Develop the /extracted_product and click on Strive It Out on the fitting

Then click on Execute and it’ll extract the product info from the picture utilizing the Gemini Imaginative and prescient Professional mannequin.

Response from the POST technique will appear to be this.

Within the above picture, you’ll be able to see the requested URL and response physique, which is the generated response from the Gemini mannequin
Making a product endpoint with a GET technique for fetching the info
@app.get("/api/merchandise/", response_model=listing[ExtractedProductsResponse])
async def get_all_products_api():
return all_products
Go to http://127.0.0.1:8000/api/merchandise to see all of the merchandise

Within the above code, we created an endpoint to fetch the extracted information saved within the database. Others can use this JSON information for his or her merchandise, similar to making and e-commerce websites.
All of the code used on this article within the GitHub Gemini-Product-Utility
Conclusion
This can be a easy but systematic method to entry and make the most of the Gemini Multimodal Mannequin to make minimal viable product discovery API. You should use this method to construct a extra sturdy product discovery system immediately from a picture. The sort of utility has very helpful enterprise potential, e.g., an Android utility that makes use of digicam API to take pictures and Gemini API for extracting product info from that picture, which will likely be used for purchasing merchandise immediately from Amazon, Flipkart, and so forth.
Key Takeaways
- The structure of Representational State Switch for constructing high-performance API for enterprise.

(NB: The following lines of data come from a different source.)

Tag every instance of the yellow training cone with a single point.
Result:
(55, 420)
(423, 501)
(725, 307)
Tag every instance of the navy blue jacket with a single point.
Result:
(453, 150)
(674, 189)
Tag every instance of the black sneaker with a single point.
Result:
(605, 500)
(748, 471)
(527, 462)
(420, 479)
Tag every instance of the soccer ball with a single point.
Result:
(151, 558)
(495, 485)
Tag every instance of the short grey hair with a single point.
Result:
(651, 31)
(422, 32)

- Llamaindex has an API to attach totally different GenAI fashions. Right now, we’ll learn to use Llamaindex with the Gemini API to extract picture information utilizing the Gemini Imaginative and prescient Professional mannequin.

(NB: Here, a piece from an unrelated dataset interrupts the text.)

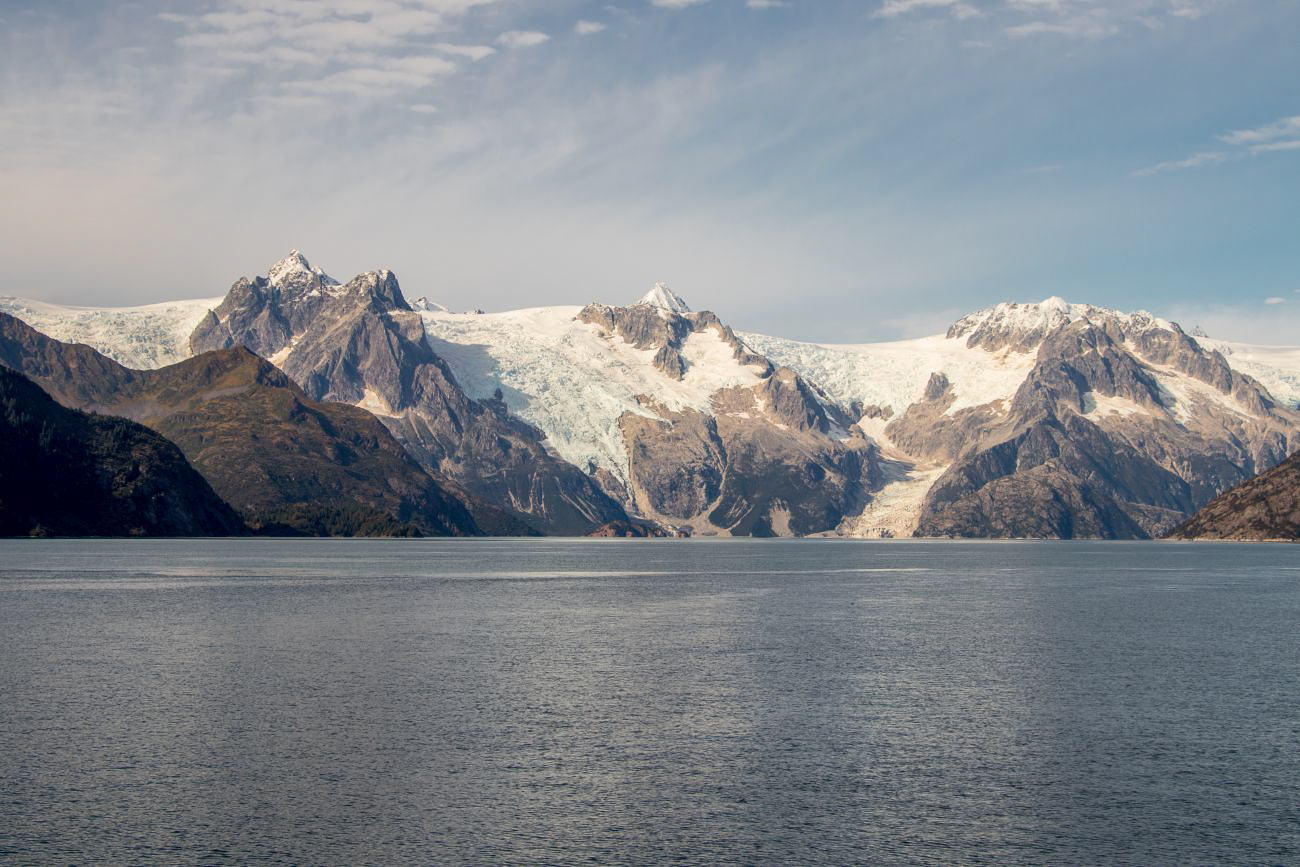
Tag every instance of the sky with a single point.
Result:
(815, 169)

- Many Python frameworks, similar to Flask, Django, and FastAPI, are used to construct REST APIs. We learn to use FastAPI to construct a strong REST API.
- Immediate engineering to get the anticipated response from Gemini Mannequin
The media proven on this article will not be owned by Analytics Vidhya and is used on the Creator’s discretion.

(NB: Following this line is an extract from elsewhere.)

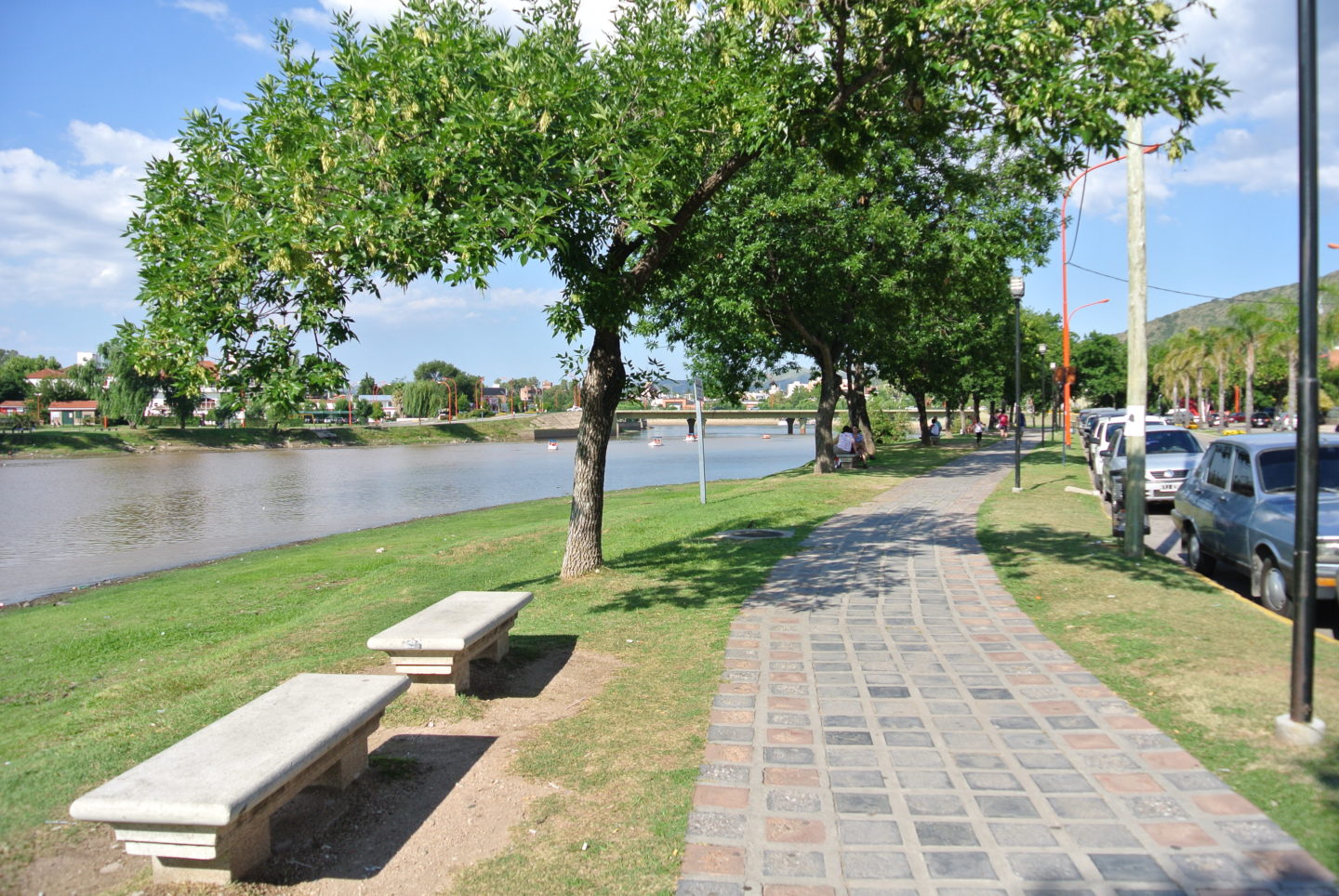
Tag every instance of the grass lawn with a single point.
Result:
(1205, 665)
(102, 682)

Incessantly Requested Questions
A: Llamaindex has default OpenAI entry, however if you wish to use different fashions similar to Cohere, Gemini, Llama2, Ollama, or MistralAI, you’ll be able to set up a model-specific library utilizing PIP. See use instances right here.
A: You should use any UI frameworks you need with FastAPI. It’s important to create a frontend listing and Backend dir for the API utility within the FastAPI root and hyperlink your frontend UI with the Backend. See the Full Stack utility right here.
A: The responses from the mannequin are JSON, so any doc database similar to MongoDB can be good for storing the response and retrieving the info for the applying. See MongoDB with FastAPI right here.